Abstract 13192: “Adenosine Lite”; a Combination of Adenosine Agonist and Adenylyl Cyclase Type 5 Inhibition Reduces Infarct Size and Ameliorates Heart Failure Progression Even when Delivered After Coronary Reperfusion
Adenosine is the “gold standard” for cardioprotection, yet after hundreds of studies it is still not widely used clinically. Our hypothesis is that some other action of adenosine, e.g., its potent peripheral vasodilation, may offset some of adenosine’s positive cardioprotective effects, and also limit its ability to reduce infarct size when delivered after coronary artery (CA) reperfusion (R), which is essential in the clinical setting. One pharmacological candidate is 9-beta-D-arabinofuranosyladenine (Ara-Ade), previously used and FDA approved as an antiviral drug that demonstrates selective adenylyl cyclase isoform type 5 (AC5) inhibition properties in addition to having a structure resembling adenosine. In mice, both Ara-Ade and adenosine reduced infarct size similarly, assessed by TTC as a fraction of the area at risk, when delivered before 30 min CA occlusion (O), but only Ara-Ade still reduced infarct size (16±1.2%), p<0.05 as compared with either vehicle ( 37±0.7%) or adenosine (38±0.6%), when delivered after CAR. Heart failure developing 4 weeks later was also diminished, p<0.05 vs vehicle. Because of its structural similarity to adenosine, its effects on reduction of infarct size, when delivered after CAR, were not observed after blockade of adenosine type A1 or A2a receptors, but was preserved after adenosine receptor A2b blockade. A major difference between Ara-Ade and adenosine could be attributed to peripheral vasodilation: adenosine reduced mean arterial pressure (33±4%) and increased heart rate (9.5±2.2%), effects which were not observed with Ara-Ade.

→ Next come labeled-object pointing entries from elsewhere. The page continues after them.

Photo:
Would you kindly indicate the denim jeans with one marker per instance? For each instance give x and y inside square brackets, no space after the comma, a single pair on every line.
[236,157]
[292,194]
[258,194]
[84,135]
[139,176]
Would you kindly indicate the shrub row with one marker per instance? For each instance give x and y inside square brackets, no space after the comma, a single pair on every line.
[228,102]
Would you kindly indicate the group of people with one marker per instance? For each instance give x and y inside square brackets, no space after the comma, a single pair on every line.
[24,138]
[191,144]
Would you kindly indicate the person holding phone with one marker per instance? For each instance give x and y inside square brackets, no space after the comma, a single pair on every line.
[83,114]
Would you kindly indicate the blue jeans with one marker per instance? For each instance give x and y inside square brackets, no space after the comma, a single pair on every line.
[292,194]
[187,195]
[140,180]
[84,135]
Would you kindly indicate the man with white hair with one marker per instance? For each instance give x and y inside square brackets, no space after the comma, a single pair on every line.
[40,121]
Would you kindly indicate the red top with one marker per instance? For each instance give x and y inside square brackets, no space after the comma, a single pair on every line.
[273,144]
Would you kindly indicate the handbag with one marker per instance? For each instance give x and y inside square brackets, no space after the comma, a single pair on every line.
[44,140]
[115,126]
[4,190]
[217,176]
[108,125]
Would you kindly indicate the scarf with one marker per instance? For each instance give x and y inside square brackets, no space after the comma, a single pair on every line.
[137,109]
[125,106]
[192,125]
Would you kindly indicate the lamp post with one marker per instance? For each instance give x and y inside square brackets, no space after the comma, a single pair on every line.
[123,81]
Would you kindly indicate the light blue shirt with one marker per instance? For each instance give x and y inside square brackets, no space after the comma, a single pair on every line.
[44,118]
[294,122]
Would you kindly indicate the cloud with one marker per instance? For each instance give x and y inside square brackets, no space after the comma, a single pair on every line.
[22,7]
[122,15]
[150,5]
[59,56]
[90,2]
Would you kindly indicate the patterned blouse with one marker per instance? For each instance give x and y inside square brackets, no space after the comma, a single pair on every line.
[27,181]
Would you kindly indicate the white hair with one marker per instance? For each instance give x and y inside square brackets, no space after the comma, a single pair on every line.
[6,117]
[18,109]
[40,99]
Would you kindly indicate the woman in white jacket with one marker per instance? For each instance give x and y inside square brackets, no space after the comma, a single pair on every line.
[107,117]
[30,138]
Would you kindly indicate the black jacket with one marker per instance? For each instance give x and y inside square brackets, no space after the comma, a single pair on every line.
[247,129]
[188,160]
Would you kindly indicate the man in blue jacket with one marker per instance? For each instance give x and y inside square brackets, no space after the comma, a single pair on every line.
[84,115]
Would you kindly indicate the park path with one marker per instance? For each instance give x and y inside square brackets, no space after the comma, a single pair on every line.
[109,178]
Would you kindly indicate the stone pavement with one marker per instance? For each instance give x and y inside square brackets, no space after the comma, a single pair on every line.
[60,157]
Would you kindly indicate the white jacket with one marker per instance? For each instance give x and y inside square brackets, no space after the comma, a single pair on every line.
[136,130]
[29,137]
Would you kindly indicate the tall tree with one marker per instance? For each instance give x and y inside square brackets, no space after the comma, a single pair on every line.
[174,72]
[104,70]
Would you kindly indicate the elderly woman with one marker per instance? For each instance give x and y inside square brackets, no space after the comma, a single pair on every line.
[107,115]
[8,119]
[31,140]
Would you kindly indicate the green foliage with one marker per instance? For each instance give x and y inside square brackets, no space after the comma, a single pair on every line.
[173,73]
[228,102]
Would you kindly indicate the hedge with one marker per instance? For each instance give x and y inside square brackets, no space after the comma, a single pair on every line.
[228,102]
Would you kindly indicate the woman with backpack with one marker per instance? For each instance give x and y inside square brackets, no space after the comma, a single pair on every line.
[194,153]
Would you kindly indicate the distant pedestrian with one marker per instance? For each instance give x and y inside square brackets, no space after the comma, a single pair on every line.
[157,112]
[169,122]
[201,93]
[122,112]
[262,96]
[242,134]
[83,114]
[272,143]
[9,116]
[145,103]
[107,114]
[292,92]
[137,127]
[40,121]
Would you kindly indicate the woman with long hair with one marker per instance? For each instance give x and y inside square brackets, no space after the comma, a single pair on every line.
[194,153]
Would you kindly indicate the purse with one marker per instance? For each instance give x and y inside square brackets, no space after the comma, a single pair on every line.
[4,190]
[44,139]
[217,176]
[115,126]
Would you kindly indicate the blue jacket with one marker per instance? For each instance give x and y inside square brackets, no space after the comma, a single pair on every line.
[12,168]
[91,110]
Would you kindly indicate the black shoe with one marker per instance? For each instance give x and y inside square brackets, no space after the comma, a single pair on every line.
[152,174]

Ara-Ade also reduced infarct size in chronically instrumented conscious pigs, when delivered after CAR, and in this model also reduced, p<0.05, post-CAR coronary hyperemia, which could be a mechanism for reducing oxidative stress during CAR and consequently providing additional cardioprotection. Thus, it is conceivable that the superimposition of AC5 inhibition on adenosine, would make this combination of effects more favorable clinically than adenosine alone, particularly when the drug must be delivered after CAR.
- © 2013 by American Heart Association, Inc.